The Crypto is Thriving Without Any Central Plan
Hayek would probably argue that it is thriving precisely because there is no central plan.
This is a space in which unrestrained capitalism manifests itself in all its glory. This is exactly what repels planners, and they are quick to point out the instability and periodic disasters that crypto investors face.
And there were many disasters. There was a lot of fraud, a lot of mistakes. Do not underestimate these things, as they are a symbol of any great milestone of human experience, this very important area, far beyond the horizon of the central planner.
It is often difficult to find pure examples of ideologies in the real world. Is America capitalist? Is China communist? And what is Russia like in general? Everything is not quite what it seems. Has central planning or open markets worked? The data is vague, and an inquisitive mind can weave almost any narrative out of them.
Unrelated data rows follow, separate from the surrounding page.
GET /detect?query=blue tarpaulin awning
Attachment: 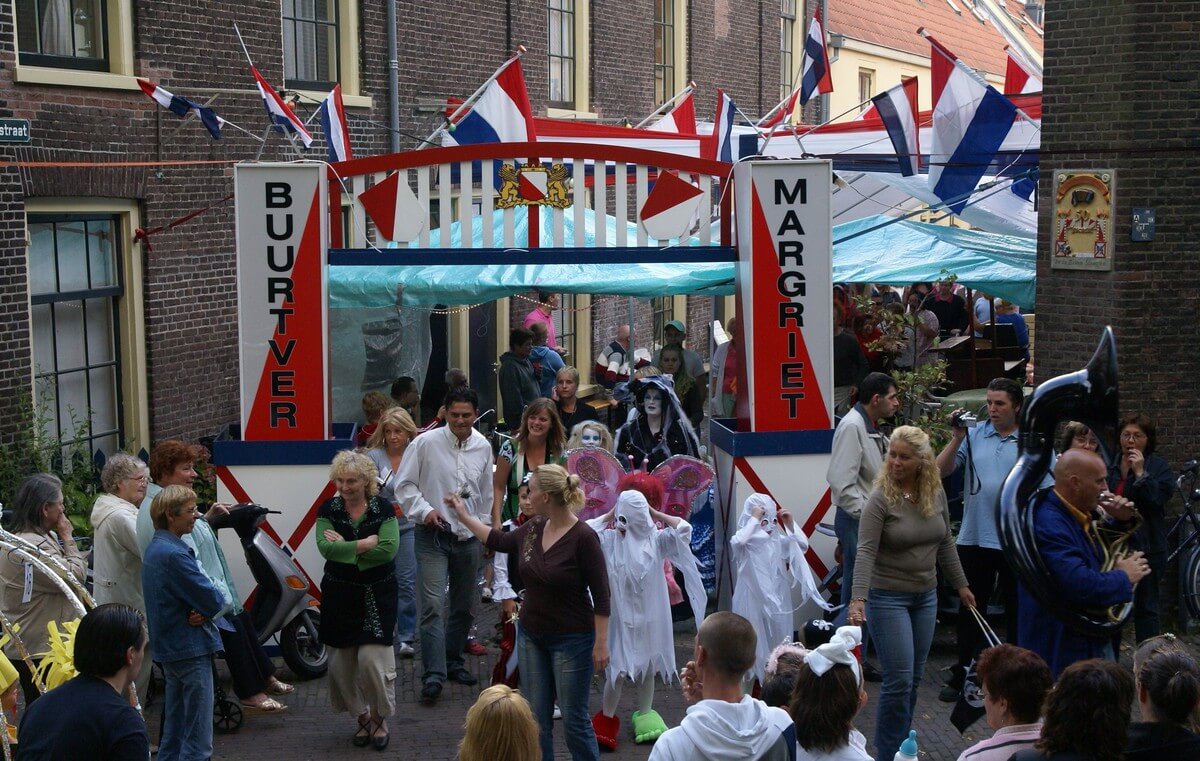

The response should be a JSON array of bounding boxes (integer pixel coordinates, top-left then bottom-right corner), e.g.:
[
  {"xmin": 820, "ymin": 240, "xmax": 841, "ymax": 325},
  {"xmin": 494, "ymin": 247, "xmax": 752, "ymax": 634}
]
[{"xmin": 329, "ymin": 209, "xmax": 1036, "ymax": 311}]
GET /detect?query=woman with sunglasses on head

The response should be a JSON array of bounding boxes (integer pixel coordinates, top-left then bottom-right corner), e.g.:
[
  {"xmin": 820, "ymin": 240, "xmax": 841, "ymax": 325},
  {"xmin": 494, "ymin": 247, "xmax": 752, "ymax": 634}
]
[
  {"xmin": 848, "ymin": 425, "xmax": 976, "ymax": 761},
  {"xmin": 1109, "ymin": 414, "xmax": 1175, "ymax": 638},
  {"xmin": 445, "ymin": 465, "xmax": 608, "ymax": 761},
  {"xmin": 1126, "ymin": 634, "xmax": 1200, "ymax": 761},
  {"xmin": 0, "ymin": 473, "xmax": 88, "ymax": 706}
]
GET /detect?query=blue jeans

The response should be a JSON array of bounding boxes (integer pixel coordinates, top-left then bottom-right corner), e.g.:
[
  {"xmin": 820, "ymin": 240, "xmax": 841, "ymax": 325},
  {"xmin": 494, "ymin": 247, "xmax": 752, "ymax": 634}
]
[
  {"xmin": 517, "ymin": 629, "xmax": 600, "ymax": 761},
  {"xmin": 158, "ymin": 655, "xmax": 212, "ymax": 761},
  {"xmin": 395, "ymin": 528, "xmax": 416, "ymax": 642},
  {"xmin": 866, "ymin": 589, "xmax": 937, "ymax": 761},
  {"xmin": 833, "ymin": 508, "xmax": 868, "ymax": 659},
  {"xmin": 413, "ymin": 526, "xmax": 482, "ymax": 682}
]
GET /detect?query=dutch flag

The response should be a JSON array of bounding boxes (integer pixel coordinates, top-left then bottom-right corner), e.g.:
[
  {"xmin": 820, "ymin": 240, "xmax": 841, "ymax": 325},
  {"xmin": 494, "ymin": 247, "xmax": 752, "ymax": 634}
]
[
  {"xmin": 871, "ymin": 77, "xmax": 920, "ymax": 176},
  {"xmin": 250, "ymin": 66, "xmax": 312, "ymax": 148},
  {"xmin": 708, "ymin": 90, "xmax": 738, "ymax": 162},
  {"xmin": 1004, "ymin": 47, "xmax": 1042, "ymax": 95},
  {"xmin": 800, "ymin": 8, "xmax": 833, "ymax": 106},
  {"xmin": 918, "ymin": 30, "xmax": 1016, "ymax": 214},
  {"xmin": 647, "ymin": 92, "xmax": 696, "ymax": 134},
  {"xmin": 138, "ymin": 79, "xmax": 224, "ymax": 140},
  {"xmin": 444, "ymin": 56, "xmax": 538, "ymax": 145},
  {"xmin": 318, "ymin": 84, "xmax": 354, "ymax": 163}
]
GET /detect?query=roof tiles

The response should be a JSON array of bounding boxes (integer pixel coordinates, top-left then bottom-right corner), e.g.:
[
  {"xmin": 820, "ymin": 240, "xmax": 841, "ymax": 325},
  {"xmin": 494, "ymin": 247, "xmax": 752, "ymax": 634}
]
[{"xmin": 828, "ymin": 0, "xmax": 1042, "ymax": 76}]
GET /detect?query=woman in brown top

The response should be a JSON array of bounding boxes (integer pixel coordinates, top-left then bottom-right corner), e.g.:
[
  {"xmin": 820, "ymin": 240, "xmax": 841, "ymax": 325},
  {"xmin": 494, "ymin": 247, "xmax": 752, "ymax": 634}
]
[
  {"xmin": 850, "ymin": 425, "xmax": 974, "ymax": 761},
  {"xmin": 445, "ymin": 465, "xmax": 608, "ymax": 761}
]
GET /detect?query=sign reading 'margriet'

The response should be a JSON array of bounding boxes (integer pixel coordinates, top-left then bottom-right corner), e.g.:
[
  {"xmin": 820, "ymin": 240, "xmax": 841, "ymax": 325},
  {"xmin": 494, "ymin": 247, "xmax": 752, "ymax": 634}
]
[{"xmin": 734, "ymin": 161, "xmax": 833, "ymax": 432}]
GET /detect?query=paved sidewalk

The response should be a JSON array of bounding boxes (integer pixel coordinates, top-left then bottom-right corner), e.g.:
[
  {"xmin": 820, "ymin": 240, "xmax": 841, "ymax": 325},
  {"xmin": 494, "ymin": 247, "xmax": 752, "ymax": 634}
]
[{"xmin": 146, "ymin": 605, "xmax": 990, "ymax": 761}]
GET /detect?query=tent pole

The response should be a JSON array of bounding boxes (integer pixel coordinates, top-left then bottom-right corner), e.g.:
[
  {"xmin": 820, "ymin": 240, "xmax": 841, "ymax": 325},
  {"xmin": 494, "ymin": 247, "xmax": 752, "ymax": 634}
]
[{"xmin": 625, "ymin": 296, "xmax": 638, "ymax": 369}]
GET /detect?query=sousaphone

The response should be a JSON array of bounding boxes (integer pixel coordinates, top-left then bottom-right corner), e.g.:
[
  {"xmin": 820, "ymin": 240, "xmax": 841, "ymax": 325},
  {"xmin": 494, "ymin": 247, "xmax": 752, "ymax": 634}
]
[{"xmin": 1000, "ymin": 328, "xmax": 1130, "ymax": 637}]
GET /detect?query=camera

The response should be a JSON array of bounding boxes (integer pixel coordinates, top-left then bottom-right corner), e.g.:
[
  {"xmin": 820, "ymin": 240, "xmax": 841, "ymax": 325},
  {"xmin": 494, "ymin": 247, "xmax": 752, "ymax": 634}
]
[{"xmin": 950, "ymin": 411, "xmax": 979, "ymax": 429}]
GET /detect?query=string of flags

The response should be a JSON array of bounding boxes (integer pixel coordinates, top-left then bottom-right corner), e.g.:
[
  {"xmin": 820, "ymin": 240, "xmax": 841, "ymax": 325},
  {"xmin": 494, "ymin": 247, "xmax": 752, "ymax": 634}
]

In cryptocurrencies, however, we have one of the best examples of an ecosystem close to the pure expression of ideology: in this case, the ideology of market competition without borders. No State can interfere with it at the technical level, and it is developing so quickly that even at the legal or political level, the state cannot effectively manage it.
This is one of the most interesting events taking place in the world today.
The crypt in general, and Bitcoin in particular, offer us an empirical demonstration of money and the financial system, unplanned by any government. On the contrary, we have a fiat currency and a banking system, the last fatal fantasy of centralized planning.
Unlike in Hayek’s time, we do not need to argue about the superiority of one of these systems over the other. Free market money appears in the world to compete with the Goliath establishment from a zero position. If he wins, the dispute is settled.
If we are lucky, but fortunately, without the permission of any planner, we will all witness how Hayek’s ideal of decentralization will manifest itself in the financial markets in the coming years.